When animals consume honeydew as it is voided they are described as "tending." By far the most widespread group of tenders are the ants, including most species of the subfamilies Myrmicinae, Dolichoderinae, and Formicinae. Other insects reported to tend homopterans include polybiine wasps (e.g., Brachygastra and Parachartergus spp. associated with membracids and planthoppers, respectively) and silvanid beetles (e.g., Coccidotrophus spp. with the mealybug Pseudococcus breviceps). It is believed widely that only insects tend honeydew-producing homopterans, but it has been demonstrated recently that several Madagascan gekkoes stimulate planthoppers of the family Flatidae to release honeydew droplets on which they feed.

In the interactions involving ants, both the ants and their tended homopterans generally benefit from the association, which is therefore described as mutualistic. Access to honey-dew has been shown to enhance the rate of increase of ant colonies, but the magnitude of the nutritional benefit varies widely with ant species and environmental circumstance.
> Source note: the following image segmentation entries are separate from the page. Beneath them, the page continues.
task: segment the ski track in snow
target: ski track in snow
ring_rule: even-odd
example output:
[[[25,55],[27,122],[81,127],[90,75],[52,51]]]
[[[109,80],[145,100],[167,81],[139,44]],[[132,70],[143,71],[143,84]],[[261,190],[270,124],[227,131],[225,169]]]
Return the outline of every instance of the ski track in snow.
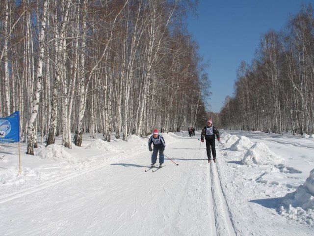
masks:
[[[52,181],[50,181],[48,182],[46,182],[39,185],[34,186],[33,187],[28,188],[25,189],[22,189],[21,190],[11,193],[10,194],[8,194],[5,196],[3,196],[0,198],[0,204],[6,203],[9,201],[16,199],[17,198],[19,198],[21,197],[23,197],[25,195],[27,195],[28,194],[30,194],[31,193],[35,193],[38,191],[42,190],[47,188],[49,188],[50,187],[52,187],[56,184],[59,184],[63,182],[68,181],[71,180],[74,178],[76,177],[78,177],[79,176],[86,175],[90,172],[94,171],[96,170],[98,170],[101,168],[104,168],[105,166],[108,166],[112,164],[113,162],[116,162],[118,161],[122,161],[124,160],[127,159],[130,157],[132,156],[136,156],[138,155],[139,154],[143,153],[144,151],[141,151],[139,153],[136,153],[135,154],[133,154],[131,155],[130,154],[126,154],[124,155],[123,157],[119,158],[118,160],[115,160],[114,161],[109,161],[107,162],[105,162],[104,163],[97,165],[97,166],[93,166],[91,168],[88,168],[87,169],[83,170],[81,171],[78,173],[76,173],[73,174],[70,174],[69,175],[67,175],[65,176],[63,176],[62,177],[60,177],[58,178],[56,178],[53,179]]]
[[[217,143],[217,161],[209,164],[195,137],[167,144],[179,166],[165,158],[164,168],[145,172],[150,156],[142,148],[2,195],[1,235],[259,236],[278,235],[278,228],[286,231],[279,235],[312,235],[257,204],[274,195],[258,181],[267,170],[250,172],[238,163],[240,152]]]
[[[216,154],[219,155],[218,147],[216,147]],[[203,152],[203,155],[207,157],[206,150]],[[221,187],[220,179],[216,166],[217,164],[218,160],[214,163],[211,160],[209,164],[209,191],[211,195],[209,201],[211,203],[211,206],[209,206],[209,212],[212,216],[210,220],[210,225],[215,226],[215,229],[211,227],[210,235],[234,236],[236,235],[235,229],[225,194]]]

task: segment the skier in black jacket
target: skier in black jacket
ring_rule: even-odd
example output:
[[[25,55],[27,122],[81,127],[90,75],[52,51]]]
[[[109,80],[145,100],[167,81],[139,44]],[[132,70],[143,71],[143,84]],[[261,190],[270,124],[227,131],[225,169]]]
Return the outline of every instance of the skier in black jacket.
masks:
[[[219,131],[212,125],[212,121],[211,119],[207,121],[207,125],[204,127],[202,130],[201,134],[201,141],[204,142],[204,138],[206,140],[206,151],[207,151],[207,157],[208,162],[210,160],[210,148],[211,148],[211,153],[214,162],[216,162],[216,148],[215,148],[215,135],[217,137],[217,140],[220,140],[219,137]]]

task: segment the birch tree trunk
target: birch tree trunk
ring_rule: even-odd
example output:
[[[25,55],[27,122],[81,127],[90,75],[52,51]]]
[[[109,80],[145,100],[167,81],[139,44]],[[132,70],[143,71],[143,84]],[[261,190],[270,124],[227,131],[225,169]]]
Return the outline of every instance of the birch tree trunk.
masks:
[[[10,96],[9,95],[10,91],[10,86],[9,83],[9,64],[8,63],[8,37],[9,37],[9,5],[8,0],[5,0],[5,9],[4,21],[3,22],[4,28],[4,54],[3,60],[4,62],[4,76],[3,78],[4,86],[4,103],[5,104],[4,115],[5,116],[9,116],[10,114]]]
[[[39,37],[39,50],[38,65],[36,72],[37,82],[35,90],[35,96],[33,100],[33,108],[31,115],[28,121],[28,134],[27,134],[27,146],[26,154],[34,155],[34,144],[35,135],[35,128],[34,124],[36,121],[37,113],[38,112],[38,107],[39,104],[39,99],[40,92],[42,89],[42,80],[43,77],[43,61],[44,59],[44,53],[45,52],[44,40],[46,30],[46,20],[47,14],[49,0],[44,0],[43,17],[41,21],[41,30]]]

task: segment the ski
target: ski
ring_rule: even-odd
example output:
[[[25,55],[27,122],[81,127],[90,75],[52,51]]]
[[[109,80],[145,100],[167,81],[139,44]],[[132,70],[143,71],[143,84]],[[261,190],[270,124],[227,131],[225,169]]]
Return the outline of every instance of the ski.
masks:
[[[165,166],[163,166],[162,167],[157,167],[157,169],[156,170],[153,170],[153,172],[157,172],[158,170],[159,170],[159,169],[161,169],[163,168]]]
[[[154,168],[154,167],[156,167],[156,166],[151,166],[151,167],[150,167],[149,168],[145,170],[145,172],[147,172],[148,171],[149,171],[150,170],[152,170],[153,168]],[[156,167],[157,168],[157,167]]]

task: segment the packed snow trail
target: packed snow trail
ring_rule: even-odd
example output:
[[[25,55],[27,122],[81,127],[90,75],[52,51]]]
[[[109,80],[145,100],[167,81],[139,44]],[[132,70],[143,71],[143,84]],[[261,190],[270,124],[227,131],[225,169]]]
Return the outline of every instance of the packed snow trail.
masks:
[[[111,153],[111,160],[3,189],[1,235],[313,235],[310,228],[288,221],[263,203],[272,201],[268,195],[278,186],[254,181],[263,169],[241,165],[243,153],[217,142],[217,161],[209,164],[205,143],[184,133],[172,135],[165,135],[165,153],[179,166],[165,158],[165,168],[145,172],[151,156],[142,139],[140,147]],[[72,150],[88,155],[89,150]]]

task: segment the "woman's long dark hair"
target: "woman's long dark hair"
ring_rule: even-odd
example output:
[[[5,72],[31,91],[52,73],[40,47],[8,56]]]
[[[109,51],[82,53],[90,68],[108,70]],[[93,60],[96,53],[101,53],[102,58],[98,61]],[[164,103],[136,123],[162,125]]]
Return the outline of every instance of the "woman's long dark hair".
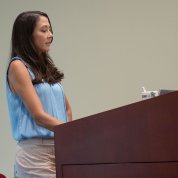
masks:
[[[41,83],[42,79],[54,84],[60,82],[64,78],[64,74],[55,67],[47,53],[39,55],[32,40],[32,34],[39,16],[45,16],[51,26],[48,15],[41,11],[27,11],[17,16],[12,30],[11,57],[19,56],[30,65],[35,74],[33,84]]]

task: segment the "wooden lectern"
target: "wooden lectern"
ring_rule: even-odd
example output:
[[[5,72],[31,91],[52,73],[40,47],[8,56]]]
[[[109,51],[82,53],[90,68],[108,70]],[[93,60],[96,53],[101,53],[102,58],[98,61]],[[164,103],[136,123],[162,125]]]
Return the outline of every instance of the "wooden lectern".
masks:
[[[178,178],[178,92],[55,128],[57,178]]]

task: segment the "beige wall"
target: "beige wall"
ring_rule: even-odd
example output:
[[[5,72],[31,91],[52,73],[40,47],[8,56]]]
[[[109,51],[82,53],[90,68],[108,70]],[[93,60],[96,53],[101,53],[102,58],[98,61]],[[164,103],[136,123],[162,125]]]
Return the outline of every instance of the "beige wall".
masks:
[[[178,1],[6,0],[0,4],[0,172],[13,177],[15,142],[5,98],[5,70],[15,17],[46,11],[54,30],[51,56],[74,119],[141,100],[141,87],[177,89]]]

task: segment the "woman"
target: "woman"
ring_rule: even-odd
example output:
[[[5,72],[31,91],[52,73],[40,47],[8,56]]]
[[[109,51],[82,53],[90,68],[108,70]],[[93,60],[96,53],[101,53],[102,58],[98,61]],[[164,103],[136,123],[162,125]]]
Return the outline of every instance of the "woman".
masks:
[[[54,128],[72,120],[64,94],[64,74],[48,55],[53,41],[46,13],[19,14],[12,31],[7,70],[7,101],[12,134],[18,141],[15,166],[19,178],[54,178]]]

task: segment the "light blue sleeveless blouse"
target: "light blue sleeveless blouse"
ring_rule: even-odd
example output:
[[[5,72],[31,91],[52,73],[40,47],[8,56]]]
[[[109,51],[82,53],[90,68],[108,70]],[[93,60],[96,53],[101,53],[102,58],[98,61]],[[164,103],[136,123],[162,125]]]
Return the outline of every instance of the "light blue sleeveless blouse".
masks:
[[[13,60],[21,60],[27,67],[31,79],[33,80],[35,78],[34,73],[27,63],[19,57],[12,58],[10,62]],[[67,113],[62,85],[60,83],[48,84],[43,82],[34,85],[34,88],[41,100],[45,112],[66,123]],[[6,95],[12,135],[15,140],[21,141],[28,138],[54,137],[54,132],[36,124],[21,98],[16,93],[11,92],[8,84],[8,75],[6,79]]]

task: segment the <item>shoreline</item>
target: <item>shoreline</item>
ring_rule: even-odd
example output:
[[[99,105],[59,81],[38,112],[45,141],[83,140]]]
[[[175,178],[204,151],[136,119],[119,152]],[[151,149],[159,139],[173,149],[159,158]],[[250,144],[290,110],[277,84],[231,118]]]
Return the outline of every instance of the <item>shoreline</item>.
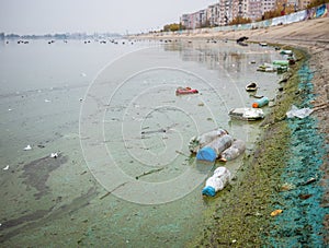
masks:
[[[305,237],[311,239],[310,237],[317,236],[318,239],[322,239],[322,244],[329,244],[329,214],[328,211],[326,211],[329,205],[329,190],[327,182],[329,179],[329,165],[328,158],[326,158],[326,154],[328,154],[329,141],[329,34],[328,32],[326,32],[326,25],[328,24],[329,19],[327,17],[257,31],[223,32],[222,34],[212,34],[212,36],[194,35],[184,37],[156,37],[161,39],[237,39],[238,37],[247,36],[249,37],[250,42],[263,42],[275,45],[280,44],[283,49],[292,48],[294,49],[294,52],[297,54],[298,62],[293,67],[293,73],[288,72],[290,79],[283,85],[283,93],[279,95],[276,105],[272,109],[271,114],[262,122],[262,134],[259,143],[256,145],[257,149],[254,150],[254,154],[252,154],[253,157],[252,155],[249,157],[245,156],[242,165],[243,168],[241,169],[241,172],[239,172],[238,180],[234,181],[232,186],[227,190],[219,192],[215,199],[209,200],[209,202],[213,203],[213,208],[211,208],[211,210],[205,213],[208,223],[204,227],[203,234],[201,234],[200,237],[196,237],[195,240],[191,241],[189,246],[251,247],[273,245],[273,243],[269,243],[271,238],[273,239],[273,237],[271,236],[271,234],[273,235],[273,232],[274,236],[276,235],[276,241],[279,241],[279,244],[281,245],[292,245],[292,243],[285,243],[285,235],[288,236],[286,239],[293,240],[295,238],[294,235],[302,239]],[[303,94],[299,94],[302,91],[299,88],[302,76],[300,70],[304,67],[309,68],[310,72],[307,73],[311,75],[311,88],[308,88],[305,93],[302,92]],[[318,138],[321,139],[321,141],[317,141],[317,145],[319,144],[318,142],[322,142],[320,147],[313,149],[321,149],[325,151],[325,156],[318,157],[321,163],[319,168],[322,175],[320,178],[317,178],[317,182],[314,184],[319,185],[322,190],[321,199],[314,200],[314,204],[318,204],[319,208],[325,211],[325,214],[321,215],[322,223],[320,223],[320,225],[325,229],[318,231],[318,226],[311,226],[311,223],[305,223],[311,222],[314,220],[308,220],[307,216],[305,219],[304,216],[297,215],[297,217],[295,216],[295,220],[302,219],[304,225],[311,226],[309,227],[310,229],[307,229],[304,226],[306,231],[296,231],[296,227],[290,226],[290,228],[286,227],[285,231],[281,231],[280,226],[292,224],[300,225],[299,221],[296,221],[296,223],[292,224],[287,223],[284,214],[282,214],[282,216],[277,217],[276,220],[273,220],[273,217],[270,216],[270,213],[275,210],[274,206],[276,206],[276,209],[281,206],[283,211],[286,211],[286,208],[288,208],[287,205],[284,205],[284,203],[282,203],[282,196],[280,196],[280,186],[283,184],[282,175],[286,172],[286,167],[288,167],[288,161],[298,162],[299,158],[293,157],[294,154],[291,156],[286,153],[286,151],[290,151],[290,145],[294,142],[294,139],[295,142],[296,139],[297,142],[304,142],[304,140],[300,140],[300,138],[293,137],[293,133],[295,133],[296,130],[298,131],[298,129],[300,128],[297,127],[297,129],[292,129],[292,127],[290,127],[292,126],[292,123],[286,120],[285,114],[290,109],[292,104],[303,103],[305,102],[305,98],[308,97],[311,98],[307,104],[316,109],[310,117],[311,120],[314,120],[314,122],[311,123],[316,125],[316,127],[311,128],[316,132],[313,133],[313,135],[317,134]],[[318,108],[316,108],[317,106]],[[305,128],[305,126],[307,127],[308,121],[304,121],[303,123],[298,125],[300,125],[303,129]],[[294,147],[292,147],[291,150],[294,151]],[[307,163],[309,162],[306,161],[306,164],[304,164],[306,168],[309,165]],[[316,168],[316,170],[319,169]],[[304,178],[304,180],[307,181],[307,176],[309,178],[309,175],[305,176],[306,178]],[[311,187],[315,188],[315,186]],[[300,191],[303,190],[305,191],[306,189],[300,189]],[[311,190],[311,188],[307,190]],[[294,193],[293,191],[300,192],[299,189],[287,191],[292,193]],[[309,194],[310,198],[314,194],[316,193]],[[299,197],[300,196],[302,193],[299,193]],[[298,204],[298,202],[296,203],[296,201],[300,202],[300,199],[294,201],[295,202],[293,203],[290,202],[290,204]],[[304,201],[302,202],[302,204],[305,204]],[[299,214],[303,211],[305,210],[300,210]],[[304,212],[305,215],[309,214],[308,212],[311,212],[310,210],[306,211],[306,213]],[[286,216],[286,219],[288,219],[288,216]],[[283,229],[285,227],[283,227]],[[300,226],[300,228],[303,229],[303,226]],[[287,232],[288,234],[286,234],[285,232]],[[296,234],[298,232],[300,232],[302,235]],[[283,238],[281,236],[283,236]],[[303,245],[304,241],[309,245],[309,243],[311,241],[300,241],[298,238],[296,240],[297,243],[295,243],[294,245]],[[316,240],[316,238],[313,238],[313,241],[314,245],[318,245],[318,240]]]

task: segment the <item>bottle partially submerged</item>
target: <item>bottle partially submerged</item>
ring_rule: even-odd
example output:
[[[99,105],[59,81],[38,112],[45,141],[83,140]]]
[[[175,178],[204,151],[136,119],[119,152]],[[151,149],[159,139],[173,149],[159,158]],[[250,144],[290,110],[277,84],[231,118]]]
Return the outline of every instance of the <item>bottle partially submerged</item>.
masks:
[[[246,151],[246,143],[242,140],[235,140],[232,144],[220,154],[219,161],[227,162],[237,158]]]
[[[232,138],[229,134],[216,138],[211,143],[198,150],[196,153],[197,161],[215,162],[216,158],[228,149],[232,143]]]
[[[224,189],[230,181],[231,174],[226,167],[218,167],[215,169],[214,175],[206,180],[202,194],[215,197],[216,192]]]

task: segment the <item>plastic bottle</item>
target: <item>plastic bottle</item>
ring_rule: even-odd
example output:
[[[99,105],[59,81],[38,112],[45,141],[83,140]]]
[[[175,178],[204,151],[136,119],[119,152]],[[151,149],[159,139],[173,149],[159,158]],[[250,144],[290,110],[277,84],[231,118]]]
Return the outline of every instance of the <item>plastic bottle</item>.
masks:
[[[235,140],[227,150],[220,154],[219,161],[227,162],[237,158],[246,151],[246,144],[242,140]]]
[[[263,106],[265,106],[268,104],[269,104],[269,98],[266,96],[264,96],[264,97],[262,97],[260,99],[254,101],[252,103],[252,107],[253,108],[261,108],[261,107],[263,107]]]
[[[206,180],[202,194],[215,197],[216,192],[229,182],[230,177],[230,172],[226,167],[216,168],[214,175]]]
[[[216,158],[228,149],[232,143],[232,138],[229,134],[225,134],[213,140],[211,143],[198,150],[196,153],[197,161],[215,162]]]
[[[191,153],[197,153],[200,149],[205,146],[206,144],[211,143],[213,140],[215,140],[218,137],[223,137],[225,134],[228,134],[228,132],[225,129],[215,129],[208,132],[205,132],[197,137],[192,137],[189,143],[189,150]]]

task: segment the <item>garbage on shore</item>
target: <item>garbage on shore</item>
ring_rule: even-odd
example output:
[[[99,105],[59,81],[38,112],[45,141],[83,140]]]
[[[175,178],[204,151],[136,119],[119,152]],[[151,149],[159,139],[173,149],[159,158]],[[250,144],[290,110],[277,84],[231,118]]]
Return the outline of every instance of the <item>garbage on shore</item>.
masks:
[[[201,135],[192,137],[189,142],[189,150],[191,153],[197,153],[200,149],[211,143],[216,138],[223,137],[225,134],[228,134],[228,131],[222,128],[217,128]]]
[[[310,108],[300,108],[298,109],[295,105],[292,106],[291,110],[286,113],[287,118],[297,117],[299,119],[304,119],[305,117],[309,116],[314,109]]]
[[[205,187],[202,190],[203,196],[215,197],[216,192],[224,189],[225,186],[230,181],[231,174],[226,167],[217,167],[212,177],[209,177]]]
[[[288,61],[287,61],[288,63]],[[261,71],[261,72],[279,72],[279,73],[282,73],[282,72],[285,72],[287,71],[287,66],[284,66],[284,64],[279,64],[279,63],[274,63],[274,64],[271,64],[271,63],[263,63],[261,66],[258,67],[257,71]]]

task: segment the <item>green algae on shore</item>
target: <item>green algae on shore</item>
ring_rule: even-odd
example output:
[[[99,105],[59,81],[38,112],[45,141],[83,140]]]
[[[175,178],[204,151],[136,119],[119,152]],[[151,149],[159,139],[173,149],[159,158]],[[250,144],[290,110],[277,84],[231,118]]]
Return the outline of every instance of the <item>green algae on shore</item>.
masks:
[[[298,155],[300,155],[298,152],[303,153],[304,151],[296,151],[294,147],[293,151],[291,150],[291,146],[295,145],[294,140],[298,137],[294,135],[293,132],[296,132],[296,129],[292,129],[292,120],[286,120],[285,114],[292,104],[303,103],[303,99],[310,94],[310,92],[300,90],[300,74],[297,73],[305,66],[307,55],[303,50],[294,49],[294,52],[298,62],[286,73],[287,80],[282,81],[284,84],[283,93],[276,97],[275,106],[262,122],[263,134],[258,147],[251,156],[245,156],[242,168],[237,175],[238,180],[232,187],[224,190],[217,198],[212,200],[213,205],[205,213],[209,223],[204,228],[201,237],[191,245],[196,247],[281,246],[305,244],[309,237],[313,237],[313,239],[309,240],[308,245],[320,245],[322,243],[321,237],[319,237],[322,232],[321,220],[317,220],[315,225],[311,220],[314,213],[319,209],[320,193],[318,192],[321,192],[321,190],[302,190],[305,196],[317,194],[313,200],[315,204],[305,203],[304,200],[308,197],[305,199],[298,198],[294,194],[299,190],[292,190],[295,187],[294,184],[297,186],[302,181],[307,184],[310,174],[304,173],[300,175],[296,173],[294,175],[295,179],[296,177],[303,178],[290,180],[293,186],[286,190],[288,193],[293,192],[290,197],[282,194],[283,189],[281,188],[284,182],[288,181],[287,170],[298,161]],[[300,94],[303,92],[304,94]],[[313,131],[309,135],[315,135],[316,127],[309,127],[308,125],[298,128],[305,129],[305,131],[310,128]],[[317,144],[317,142],[309,143],[308,145],[315,146],[309,151],[314,152]],[[305,163],[306,168],[313,166],[313,164],[307,164],[309,162],[307,161],[308,155],[306,153],[304,161],[299,162],[302,167],[303,163]],[[321,155],[318,154],[318,156]],[[313,160],[311,156],[310,160]],[[294,170],[294,168],[292,169]],[[305,170],[308,172],[308,169]],[[309,170],[316,174],[315,170],[319,172],[319,166],[314,166]],[[286,191],[283,193],[286,193]],[[307,192],[311,192],[311,194]],[[299,196],[302,194],[299,193]],[[293,197],[297,199],[287,201]],[[287,223],[286,214],[290,214],[287,210],[291,206],[294,206],[295,213],[299,215],[298,217],[293,215],[295,220],[290,220],[291,223]],[[315,210],[310,210],[310,208],[315,208]],[[271,212],[275,210],[283,211],[279,216],[271,216]],[[310,213],[308,214],[308,212]],[[320,219],[324,219],[324,215],[322,209]],[[288,241],[284,239],[284,234],[291,235]],[[280,239],[281,237],[283,239]]]

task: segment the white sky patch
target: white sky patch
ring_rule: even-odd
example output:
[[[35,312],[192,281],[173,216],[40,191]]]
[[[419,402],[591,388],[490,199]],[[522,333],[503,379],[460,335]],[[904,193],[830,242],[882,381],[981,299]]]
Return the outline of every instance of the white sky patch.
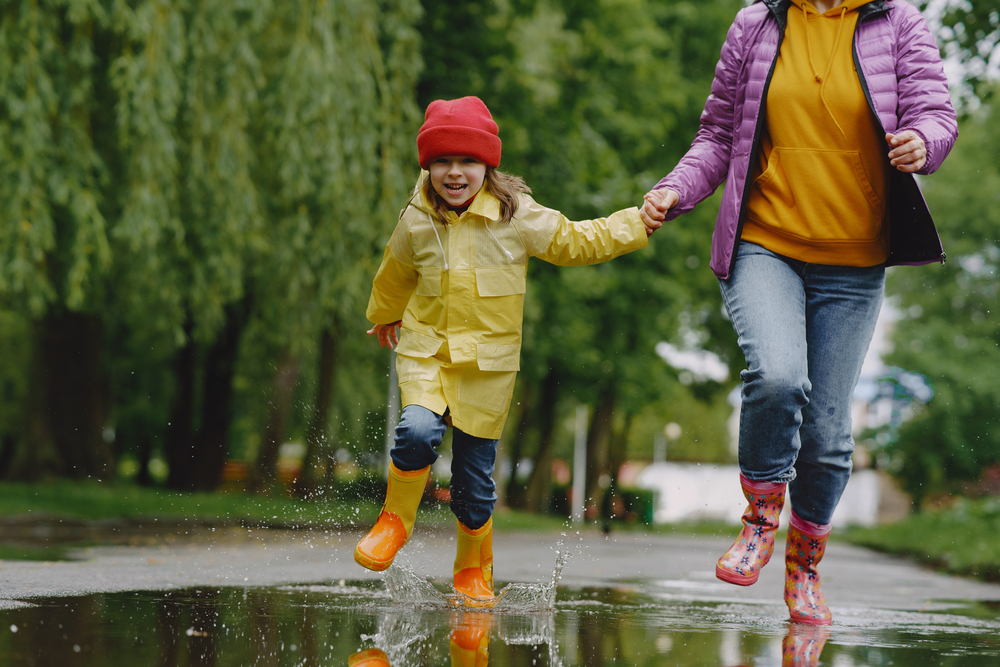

Predominantly predaceous species feed on honeydew only very occasionally; some ants switch between tending and preying on homopterans, depending on the nutritional quality of the honeydew (as shaped by plant physiology) and the nutritional needs of the ant colony, and honeydew accounts for more than half of the diet of many temperate wood ants of the genus Formica and is the dominant, even sole, food of certain subterranean ants, such as Acropyga spp., and of Solenopsis (fire ants).

An indication that honeydew is an important food source for many tending ants is that the ants protect the tended homopterans from predators such as lacewings, syrphids, and coccinellids. In addition, certain ant species enhance their supply and quality of honeydew by transporting their tended homopterans to suitable parts of the host plant where the phloem nitrogen content is high and concentration of toxic plant chemicals is low (e.g., Lasius and aphids of genus Stomaphis), and some members of the genus Acropyga that tend coccids bear live coccids in their mandibles during the nuptial flight. The homopteran partner benefits from the protection from natural enemies and ant-mediated removal of honeydew, as frequently indicated by elevated rates of population increase in field conditions.

Honeydew has been used as a source of food by people. Encrustations of honeydew produced by scale insects have been eaten since biblical times in the Middle East. Certain groups of Australian Aborigines and American Indians also used lerp from psyllids and honeydew from scale insects as a source of sugar. In Central Europe, large amounts of honeydew are consumed indirectly, because the honeydew of aphids on conifers is the principal, and sometimes sole, source of food for some honey bees. The honey produced from this source, often referred to as Wald Honig (forest honey), is considered of inferior in quality to floral honey but is, nevertheless, consumed extensively.

Honeydew may also be an important source of carbon and nitrogen for microorganisms. For 2 decades, this topic has been influenced by an as yet experimentally unsupported hypothesis that the use of nutrients in insect honeydew by soil microorganisms would mobilize soil nutrients and enhance nitrogen fixation and thus promote plant nutrition.

In agricultural contexts, the growth of molds on deposited honeydew can depress plant photosynthesis and crop yield and contaminate fruits, vegetables, and flowers, making them unmarketable. For example, sooty molds arising from untreated infestations of greenhouse whitefly can halve the yield of glasshouse tomato crops, and cotton growers in the United States have suffered financially as a result of the "gray cotton" caused by sooty mold growing on cotton lint contaminated with whitefly and aphid honeydew. Other detrimental effects of honeydew are sticky sidewalks, glazed windshields, and gummed up harvesting machines.